L’incontro di venerdì tra sindacati e l’azienda del gruppo Yamaha è andato male: la dirigenza conferma i 68 licenziamenti. I lavoratori stamattina sono in sciopero ed hanno incontrato la sindaca Irene Priolo. Il 23 ottobre un nuovo tavolo, ma le speranze si affievoliscono.

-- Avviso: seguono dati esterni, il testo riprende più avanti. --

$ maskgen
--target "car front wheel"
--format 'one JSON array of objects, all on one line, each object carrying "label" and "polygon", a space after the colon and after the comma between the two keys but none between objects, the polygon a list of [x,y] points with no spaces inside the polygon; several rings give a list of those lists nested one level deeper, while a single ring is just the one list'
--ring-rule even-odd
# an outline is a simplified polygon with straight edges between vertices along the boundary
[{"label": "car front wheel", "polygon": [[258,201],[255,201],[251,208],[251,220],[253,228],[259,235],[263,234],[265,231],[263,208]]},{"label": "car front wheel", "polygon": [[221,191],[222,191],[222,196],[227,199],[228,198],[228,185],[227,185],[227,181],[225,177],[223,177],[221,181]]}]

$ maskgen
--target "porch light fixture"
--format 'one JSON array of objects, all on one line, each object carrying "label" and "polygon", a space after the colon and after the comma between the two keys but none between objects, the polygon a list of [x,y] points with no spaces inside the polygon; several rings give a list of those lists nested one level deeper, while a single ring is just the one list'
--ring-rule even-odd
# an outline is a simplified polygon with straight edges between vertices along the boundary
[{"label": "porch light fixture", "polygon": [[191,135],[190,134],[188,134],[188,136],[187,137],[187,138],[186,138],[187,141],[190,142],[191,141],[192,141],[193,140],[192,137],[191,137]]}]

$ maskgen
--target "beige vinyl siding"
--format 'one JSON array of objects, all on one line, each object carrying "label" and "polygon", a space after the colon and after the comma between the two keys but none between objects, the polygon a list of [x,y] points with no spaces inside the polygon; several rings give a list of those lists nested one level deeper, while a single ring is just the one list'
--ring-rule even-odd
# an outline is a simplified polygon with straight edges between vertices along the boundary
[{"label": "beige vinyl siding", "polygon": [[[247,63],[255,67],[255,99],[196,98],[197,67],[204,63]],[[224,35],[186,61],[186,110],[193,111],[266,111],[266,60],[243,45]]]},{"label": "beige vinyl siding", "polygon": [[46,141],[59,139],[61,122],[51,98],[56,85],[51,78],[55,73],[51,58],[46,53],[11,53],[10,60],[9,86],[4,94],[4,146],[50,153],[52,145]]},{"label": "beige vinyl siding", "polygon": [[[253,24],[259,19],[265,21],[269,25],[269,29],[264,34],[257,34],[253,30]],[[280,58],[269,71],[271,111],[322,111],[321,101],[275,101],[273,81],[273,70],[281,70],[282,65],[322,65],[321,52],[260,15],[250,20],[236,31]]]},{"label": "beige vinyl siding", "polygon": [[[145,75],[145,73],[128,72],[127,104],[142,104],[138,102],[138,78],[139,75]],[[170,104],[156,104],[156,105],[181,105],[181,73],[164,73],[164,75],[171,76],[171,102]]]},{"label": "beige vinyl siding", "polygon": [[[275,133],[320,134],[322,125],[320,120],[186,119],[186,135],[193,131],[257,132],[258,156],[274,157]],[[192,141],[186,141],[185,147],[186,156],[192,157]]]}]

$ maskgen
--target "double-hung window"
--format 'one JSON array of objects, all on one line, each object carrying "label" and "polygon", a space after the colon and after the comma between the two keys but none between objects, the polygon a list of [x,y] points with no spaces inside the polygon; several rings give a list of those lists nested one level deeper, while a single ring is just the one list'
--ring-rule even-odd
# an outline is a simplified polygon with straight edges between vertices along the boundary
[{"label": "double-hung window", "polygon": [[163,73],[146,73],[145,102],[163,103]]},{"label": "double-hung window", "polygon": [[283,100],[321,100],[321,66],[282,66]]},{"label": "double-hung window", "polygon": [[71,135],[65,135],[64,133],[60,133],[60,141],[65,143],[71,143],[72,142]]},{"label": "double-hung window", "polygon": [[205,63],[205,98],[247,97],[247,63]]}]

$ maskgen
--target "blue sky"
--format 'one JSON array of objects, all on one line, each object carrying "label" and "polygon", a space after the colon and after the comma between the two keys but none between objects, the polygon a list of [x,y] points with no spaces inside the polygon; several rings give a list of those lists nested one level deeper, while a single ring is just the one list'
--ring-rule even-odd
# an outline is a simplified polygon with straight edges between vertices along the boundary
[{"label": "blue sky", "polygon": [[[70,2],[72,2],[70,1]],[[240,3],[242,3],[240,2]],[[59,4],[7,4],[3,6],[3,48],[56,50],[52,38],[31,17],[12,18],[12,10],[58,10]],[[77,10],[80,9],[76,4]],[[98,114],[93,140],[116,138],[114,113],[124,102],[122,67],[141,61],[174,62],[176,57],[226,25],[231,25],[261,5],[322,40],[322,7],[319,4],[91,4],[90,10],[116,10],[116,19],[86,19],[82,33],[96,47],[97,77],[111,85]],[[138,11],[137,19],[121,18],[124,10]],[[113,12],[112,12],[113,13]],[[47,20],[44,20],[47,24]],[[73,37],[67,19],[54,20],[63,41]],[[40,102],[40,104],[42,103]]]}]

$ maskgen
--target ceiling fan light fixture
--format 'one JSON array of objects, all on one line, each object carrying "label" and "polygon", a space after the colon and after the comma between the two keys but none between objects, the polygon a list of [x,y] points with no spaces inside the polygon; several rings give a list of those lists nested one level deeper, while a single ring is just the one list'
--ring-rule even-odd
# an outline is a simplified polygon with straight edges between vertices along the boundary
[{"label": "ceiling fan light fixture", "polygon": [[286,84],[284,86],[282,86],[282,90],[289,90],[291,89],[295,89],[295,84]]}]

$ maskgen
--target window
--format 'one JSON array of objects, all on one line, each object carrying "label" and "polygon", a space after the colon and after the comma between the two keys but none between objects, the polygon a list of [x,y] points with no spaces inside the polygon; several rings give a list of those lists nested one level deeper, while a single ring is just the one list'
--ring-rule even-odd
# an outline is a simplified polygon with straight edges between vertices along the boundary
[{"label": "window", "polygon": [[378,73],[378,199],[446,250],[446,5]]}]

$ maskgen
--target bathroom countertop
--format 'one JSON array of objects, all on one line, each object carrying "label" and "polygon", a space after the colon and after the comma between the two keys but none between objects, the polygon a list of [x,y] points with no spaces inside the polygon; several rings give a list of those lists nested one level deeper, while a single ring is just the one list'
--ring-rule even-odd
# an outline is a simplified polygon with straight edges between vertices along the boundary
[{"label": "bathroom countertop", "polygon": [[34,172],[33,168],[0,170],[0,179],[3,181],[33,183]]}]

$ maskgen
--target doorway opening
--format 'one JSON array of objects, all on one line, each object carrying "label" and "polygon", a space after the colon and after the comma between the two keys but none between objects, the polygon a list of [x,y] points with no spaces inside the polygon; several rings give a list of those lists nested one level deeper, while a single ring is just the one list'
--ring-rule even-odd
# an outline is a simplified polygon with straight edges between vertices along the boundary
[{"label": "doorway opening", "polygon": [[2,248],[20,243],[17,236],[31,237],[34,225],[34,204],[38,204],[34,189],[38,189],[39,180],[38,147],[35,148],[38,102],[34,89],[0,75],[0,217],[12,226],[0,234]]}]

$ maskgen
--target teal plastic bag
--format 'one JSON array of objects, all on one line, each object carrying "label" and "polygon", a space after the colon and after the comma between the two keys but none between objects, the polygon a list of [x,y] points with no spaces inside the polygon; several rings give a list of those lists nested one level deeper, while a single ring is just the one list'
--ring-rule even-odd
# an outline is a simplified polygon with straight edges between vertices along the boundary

L’intervista alla delegata Fiom-Cgil Bologna.

Nuova fumata nera per la Motori Minarelli, l’azienda del gruppo Yamaha che a Calderara di Reno ha uno stabilimento in crisi da un decennio.
La nuova vertenza è scoppiata poche settimane fa: la dirigenza ha annunciato 68 nuovi esuberi, dopo che negli anni scorsi ha lasciato a casa una novantina di lavoratori.

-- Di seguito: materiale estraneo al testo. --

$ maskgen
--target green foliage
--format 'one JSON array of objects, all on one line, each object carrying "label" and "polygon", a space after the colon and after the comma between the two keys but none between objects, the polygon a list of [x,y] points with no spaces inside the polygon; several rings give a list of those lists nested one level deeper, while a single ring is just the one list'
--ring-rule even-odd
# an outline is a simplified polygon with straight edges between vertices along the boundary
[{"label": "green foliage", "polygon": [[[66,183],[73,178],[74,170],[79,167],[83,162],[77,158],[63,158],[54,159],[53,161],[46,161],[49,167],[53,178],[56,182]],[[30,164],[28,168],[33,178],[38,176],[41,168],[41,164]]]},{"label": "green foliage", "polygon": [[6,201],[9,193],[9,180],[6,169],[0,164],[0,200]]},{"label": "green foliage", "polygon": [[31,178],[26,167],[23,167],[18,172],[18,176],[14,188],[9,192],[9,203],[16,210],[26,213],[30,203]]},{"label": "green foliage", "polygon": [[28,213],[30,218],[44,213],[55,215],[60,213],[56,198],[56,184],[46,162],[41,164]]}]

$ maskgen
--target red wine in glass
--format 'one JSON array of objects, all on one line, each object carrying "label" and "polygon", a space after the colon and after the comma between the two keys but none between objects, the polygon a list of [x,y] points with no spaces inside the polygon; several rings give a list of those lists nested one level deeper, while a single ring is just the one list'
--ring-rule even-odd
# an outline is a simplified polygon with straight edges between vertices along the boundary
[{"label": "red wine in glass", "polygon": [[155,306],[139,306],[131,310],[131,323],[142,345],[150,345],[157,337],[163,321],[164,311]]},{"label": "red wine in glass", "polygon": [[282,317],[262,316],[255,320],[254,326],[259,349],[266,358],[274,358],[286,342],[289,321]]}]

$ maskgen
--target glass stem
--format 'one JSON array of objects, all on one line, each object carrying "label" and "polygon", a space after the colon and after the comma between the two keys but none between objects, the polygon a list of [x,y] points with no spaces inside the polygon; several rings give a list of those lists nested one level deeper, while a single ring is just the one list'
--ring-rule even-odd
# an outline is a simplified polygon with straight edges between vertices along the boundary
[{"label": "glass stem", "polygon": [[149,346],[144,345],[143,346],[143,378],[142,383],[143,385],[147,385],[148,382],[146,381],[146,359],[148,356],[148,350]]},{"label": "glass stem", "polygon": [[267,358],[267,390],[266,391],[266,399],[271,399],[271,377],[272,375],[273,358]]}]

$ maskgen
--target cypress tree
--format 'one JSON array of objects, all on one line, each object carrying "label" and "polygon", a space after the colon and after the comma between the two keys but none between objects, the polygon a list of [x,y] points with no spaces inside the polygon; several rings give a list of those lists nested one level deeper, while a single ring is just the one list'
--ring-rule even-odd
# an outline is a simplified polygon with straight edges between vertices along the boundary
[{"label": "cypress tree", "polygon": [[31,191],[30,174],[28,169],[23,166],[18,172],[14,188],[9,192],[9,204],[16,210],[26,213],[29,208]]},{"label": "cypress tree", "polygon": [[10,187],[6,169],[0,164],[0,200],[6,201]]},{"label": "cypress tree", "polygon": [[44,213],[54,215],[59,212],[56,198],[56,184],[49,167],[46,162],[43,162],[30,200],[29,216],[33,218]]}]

L’incontro di venerdì scorso tra le parti non ha prodotto novità: l’azienda ha respinto la richiesta dei sindacati di fare ricorso agli ammortizzatori sociali e ha confermato i licenziamenti.

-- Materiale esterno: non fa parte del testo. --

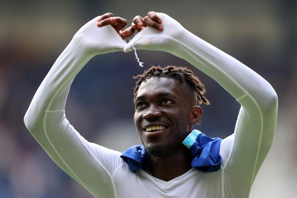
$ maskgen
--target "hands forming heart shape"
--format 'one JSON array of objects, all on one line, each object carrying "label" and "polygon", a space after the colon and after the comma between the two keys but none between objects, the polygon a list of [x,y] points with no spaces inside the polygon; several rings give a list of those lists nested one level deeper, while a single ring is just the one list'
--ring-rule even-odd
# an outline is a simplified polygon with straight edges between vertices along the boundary
[{"label": "hands forming heart shape", "polygon": [[149,12],[148,15],[144,18],[139,15],[136,16],[133,19],[131,26],[123,31],[121,30],[127,25],[127,20],[119,17],[114,17],[111,13],[106,13],[102,15],[97,21],[98,27],[110,25],[123,39],[133,35],[135,30],[140,32],[147,26],[152,27],[160,31],[163,30],[163,27],[161,25],[162,19],[153,11]]}]

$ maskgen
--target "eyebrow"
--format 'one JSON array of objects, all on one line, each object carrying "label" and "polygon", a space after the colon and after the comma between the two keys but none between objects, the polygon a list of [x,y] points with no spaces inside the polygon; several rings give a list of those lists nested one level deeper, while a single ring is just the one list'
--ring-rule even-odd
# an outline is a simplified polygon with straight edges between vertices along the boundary
[{"label": "eyebrow", "polygon": [[[175,98],[176,97],[173,94],[169,92],[161,92],[161,93],[159,93],[157,94],[157,97],[161,97],[168,96],[170,96]],[[140,95],[136,97],[136,98],[135,98],[135,101],[145,99],[146,98],[146,97],[144,95]]]}]

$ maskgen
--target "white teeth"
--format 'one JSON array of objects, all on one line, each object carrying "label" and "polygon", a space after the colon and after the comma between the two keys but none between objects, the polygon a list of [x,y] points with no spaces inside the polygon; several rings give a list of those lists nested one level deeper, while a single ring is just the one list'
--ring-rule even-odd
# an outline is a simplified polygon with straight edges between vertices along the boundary
[{"label": "white teeth", "polygon": [[154,126],[153,127],[147,127],[145,128],[145,131],[147,132],[150,131],[152,130],[163,130],[164,129],[165,127],[163,126]]}]

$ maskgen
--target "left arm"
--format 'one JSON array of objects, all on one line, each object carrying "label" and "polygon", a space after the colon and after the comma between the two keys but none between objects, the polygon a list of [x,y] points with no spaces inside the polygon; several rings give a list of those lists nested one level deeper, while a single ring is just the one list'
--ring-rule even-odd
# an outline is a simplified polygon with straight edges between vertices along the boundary
[{"label": "left arm", "polygon": [[272,143],[278,111],[275,92],[265,79],[239,61],[167,15],[156,15],[162,21],[163,31],[144,28],[124,51],[132,50],[133,43],[137,49],[163,51],[183,58],[216,80],[240,103],[234,133],[223,140],[220,153],[222,168],[237,174],[235,177],[240,178],[249,192]]}]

I lavoratori, dunque, sono in stato di agitazione e questa mattina scioperano e danno vita ad un presidio al mercato di Calderara, dove hanno incontrato anche la sindaca Irene Priolo. La prima cittadina ha espresso loro solidarietà ed ha fatto sapere che sarà presente al prossimo tavolo, previsto per il 23 ottobre nella sede di Confindustria.
Nel frattempo, i lavoratori stanno discutendo le nuove iniziative di mobilitazione.